Page 1 of 2

Performance Monitoring Counters on Intel Celeron M

Posted: Tue Jun 14, 2011 7:08 am
by limp
Hi all,

I am experiencing a number of problems when trying to make performance counters to work on an Intel Celeron M 440 processor.

First of all, I am having a hard time trying to classify the processor into one of the families that are mentioned on the tables of performance monitoring events in the Intel manuals. Specifically, I don't now whether my processor is in the P6 family or in the Pentium M family so that I can look the correct event table.

I've managed to make the counters to work but if I try to measure "DCU_MISS_OUTSTANDING" or "INST_RETIRED", I get a non zero value but when I try to measure "CPU_CLK_UNHLATED" I always get zero. Could it be possible that some events (like "CPU_CLK_UNHLATED") are not supported from my processor (cause its a Celeron one) and if yes, how can I find out which ones?

Thank you all for you help.

Re: Performance Monitoring Counters on Intel Celeron M

Posted: Wed Jun 15, 2011 3:04 am
by light

Re: Performance Monitoring Counters on Intel Celeron M

Posted: Wed Jun 15, 2011 3:48 am
by JamesM
light wrote:LibCPUID
http://sourceforge.net/projects/libcpu/

Intel cpuid documentation ( january 2011 )
http://www.intel.com/Assets/PDF/appnote/241618.pdf
People like you are the reason we get a bad rap for glib, stupid answers. The question was pointed, researched, and exact. The answer should be similarly so.

A simple RTFM for such a well-phrased question is insulting, please don't do it. He mentions specifically that he has read the manuals.

limp: I can't help you, but hopefully someone here can.

Re: Performance Monitoring Counters on Intel Celeron M

Posted: Wed Jun 15, 2011 8:45 am
by Brendan
Hi,
limp wrote:I am experiencing a number of problems when trying to make performance counters to work on an Intel Celeron M 440 processor.

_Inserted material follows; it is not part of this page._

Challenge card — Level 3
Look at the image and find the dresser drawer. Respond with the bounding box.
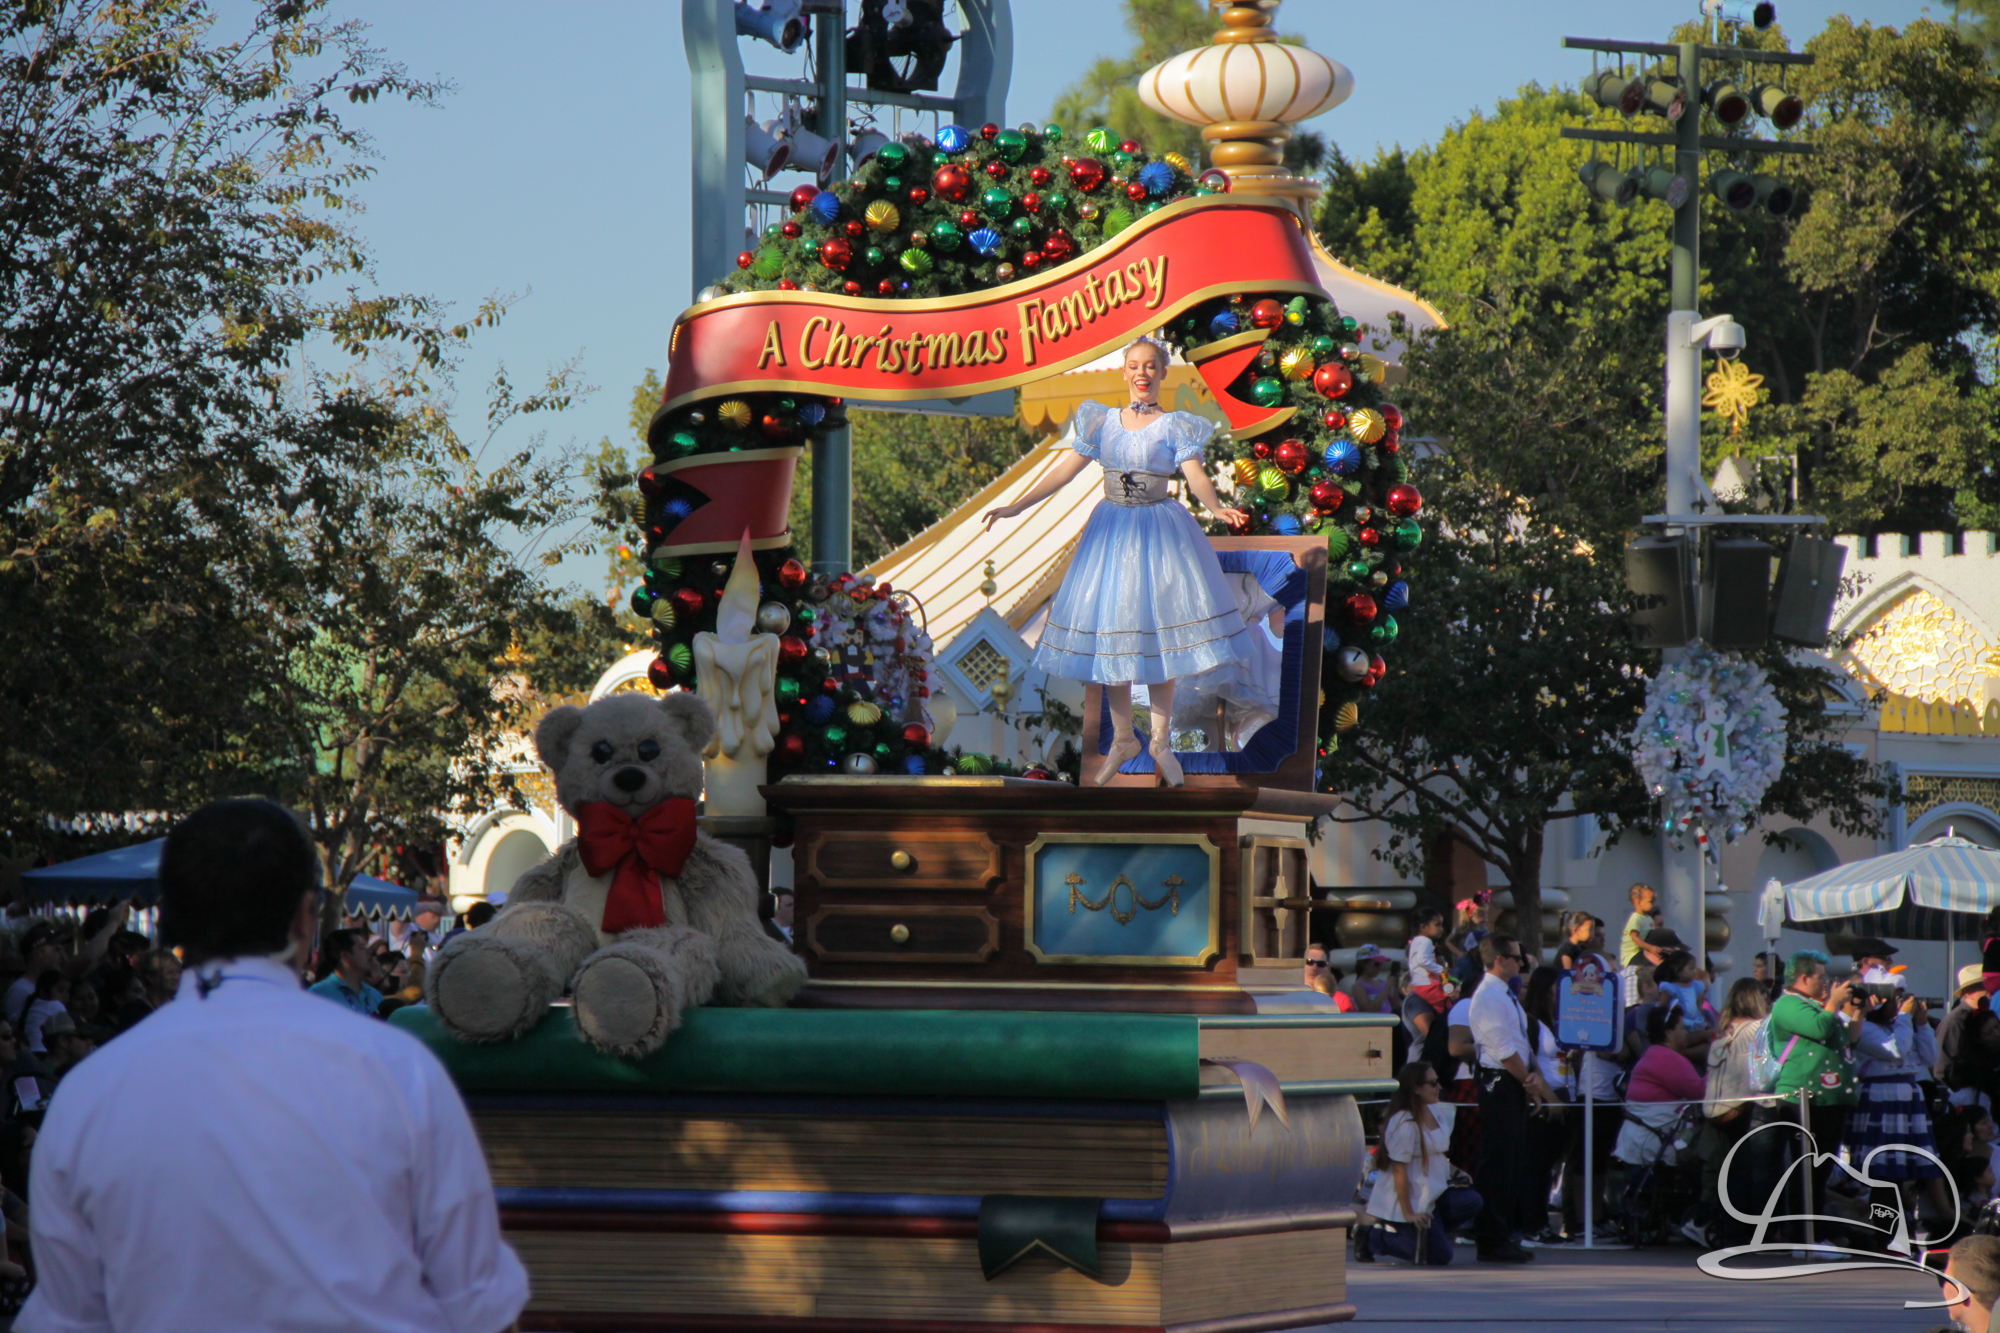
[806,906,1000,963]
[800,831,1002,890]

First of all, I am having a hard time trying to classify the processor into one of the families that are mentioned on the tables of performance monitoring events in the Intel manuals. Specifically, I don't now whether my processor is in the P6 family or in the Pentium M family so that I can look the correct event table.
As far as I can tell, it's a "Yonah", and you should probably use the "Performance Monitoring Events for Intel Core Solo and Intel Core Duo Processors" part of the appendix.
limp wrote:I've managed to make the counters to work but if I try to measure "DCU_MISS_OUTSTANDING" or "INST_RETIRED", I get a non zero value but when I try to measure "CPU_CLK_UNHLATED" I always get zero. Could it be possible that some events (like "CPU_CLK_UNHLATED") are not supported from my processor (cause its a Celeron one) and if yes, how can I find out which ones?
I doubt that's the problem. Typically Intel design a chip (which is expensive) and then produce many variations of that chip with different features enabled/disabled, different cache sizes, etc (which is cheap). There's 2 reasons for this - partly because it's cheaper than designing lots of different chips (for product differentiation) and partly to sell CPUs that had defects (e.g. if there's a problem in a specific part of the cache, then disable that part of the cache and sell it as a lower-end CPU rather than throwing it away and losing money on it). The features that are disabled are large/noticeable features (e.g. half the cache, an entire core, hyper-threading, virtualisation, etc), and not minor differences.


Cheers,

Brendan

Re: Performance Monitoring Counters on Intel Celeron M

Posted: Wed Jun 15, 2011 12:31 pm
by jnc100
Agreed. Its a 32-bit Yonah, essentially an enhanced Pentium M. It should support the CPU_CLK_UNHALTED counter (http://oprofile.sourceforge.net/docs/in ... events.php). Note that there are some errata related to the use of INST_RETIRED on this chip (see http://download.intel.com/design/mobile ... 300303.pdf - W79 - the M 440 is stepping D-0) but CPU_CLK_UNHALTED should work fine.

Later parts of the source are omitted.